Now, if we're talking about scripted shows, where the story is the driving force, then maybe not tension, but you still need conflict. That's Storytelling 101: if you have no conflict, you have no story.
J_Scarbrough wrote:
If we're talking about reality shows, I would disagree somewhat . . . take BILLY THE EXTERMINATOR, for example: Season 1 intertwined Billy's personal life with his professional life, and that kept things interesting throughout the episode to see the drama unfold between his brother Ricky and his ex-wife Pam, or if Billy and his own wife Mary were having a little bit of drama . . . and it worked, because Billy and his whole family were rather eccentric people, so it was always intriguing to see how they would deal with the drama, conflict, and tension in their own quirky ways. All of that was omitted during Season 2, which made the show far less engaging because that element of tension was absent . . . by Season 3, however, they tried to mix things up again by having scenarios where maybe Ricky would go out on a job by himself without Billy, or Billy and Ricky are super busy so their parents go out on a job themselves . . . then there was even that whole season that was essentially like Billy and Ricky Do America.
Now, if we're talking about scripted shows, where the story is the driving force, then maybe not tension, but you still need conflict. That's Storytelling 101: if you have no conflict, you have no story.
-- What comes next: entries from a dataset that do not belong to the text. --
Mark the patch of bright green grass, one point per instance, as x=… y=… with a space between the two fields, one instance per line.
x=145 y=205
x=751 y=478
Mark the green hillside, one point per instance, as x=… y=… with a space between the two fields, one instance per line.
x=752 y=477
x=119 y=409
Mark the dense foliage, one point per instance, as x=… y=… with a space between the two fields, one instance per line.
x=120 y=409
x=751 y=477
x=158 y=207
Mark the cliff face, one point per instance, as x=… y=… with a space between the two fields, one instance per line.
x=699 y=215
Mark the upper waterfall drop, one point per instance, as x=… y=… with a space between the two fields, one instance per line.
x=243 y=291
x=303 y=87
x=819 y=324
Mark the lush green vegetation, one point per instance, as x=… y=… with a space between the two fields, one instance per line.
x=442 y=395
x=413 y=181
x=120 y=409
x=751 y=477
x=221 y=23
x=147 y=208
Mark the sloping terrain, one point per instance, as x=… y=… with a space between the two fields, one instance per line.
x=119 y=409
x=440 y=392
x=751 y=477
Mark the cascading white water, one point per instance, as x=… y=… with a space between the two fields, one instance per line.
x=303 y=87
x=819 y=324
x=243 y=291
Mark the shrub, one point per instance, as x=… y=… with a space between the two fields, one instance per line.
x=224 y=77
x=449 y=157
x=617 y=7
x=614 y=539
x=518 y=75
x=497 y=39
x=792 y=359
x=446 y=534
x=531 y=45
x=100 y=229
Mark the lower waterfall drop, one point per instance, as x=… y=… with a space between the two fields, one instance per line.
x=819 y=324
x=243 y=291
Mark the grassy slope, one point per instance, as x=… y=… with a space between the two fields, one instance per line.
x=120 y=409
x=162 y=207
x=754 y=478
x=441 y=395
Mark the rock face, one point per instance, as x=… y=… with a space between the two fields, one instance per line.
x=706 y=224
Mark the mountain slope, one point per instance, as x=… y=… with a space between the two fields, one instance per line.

Nope, I'm only talking about a show like Mythbusters where "conflict" is absolutely not needed and is actually a negative factor to the story.
I'm not talking about reality TV in general.
bravo1102 wrote:
Cooking shows are an example. There's already enough tension doing the cooking and tasting good but suddenly there's this artificial conflict between the cooks and you scream at the TV to just finish the recipe already.
Today on the passive aggressive galloping gourmet, we learn why you can't hold down that lamb and job.
I loath "tension", as many armchair writers keep reading tvtropes and think if they feed their characters into a wood chipper than it will create tension via "if a character isn't constant mortal danger and threat of utterly random death."
I hate it, instead of relying on other actual methods such as threat of broken relationships, PTSD, emotional scars and tons of other nasty things they go right to cheap C lister fodder genocide.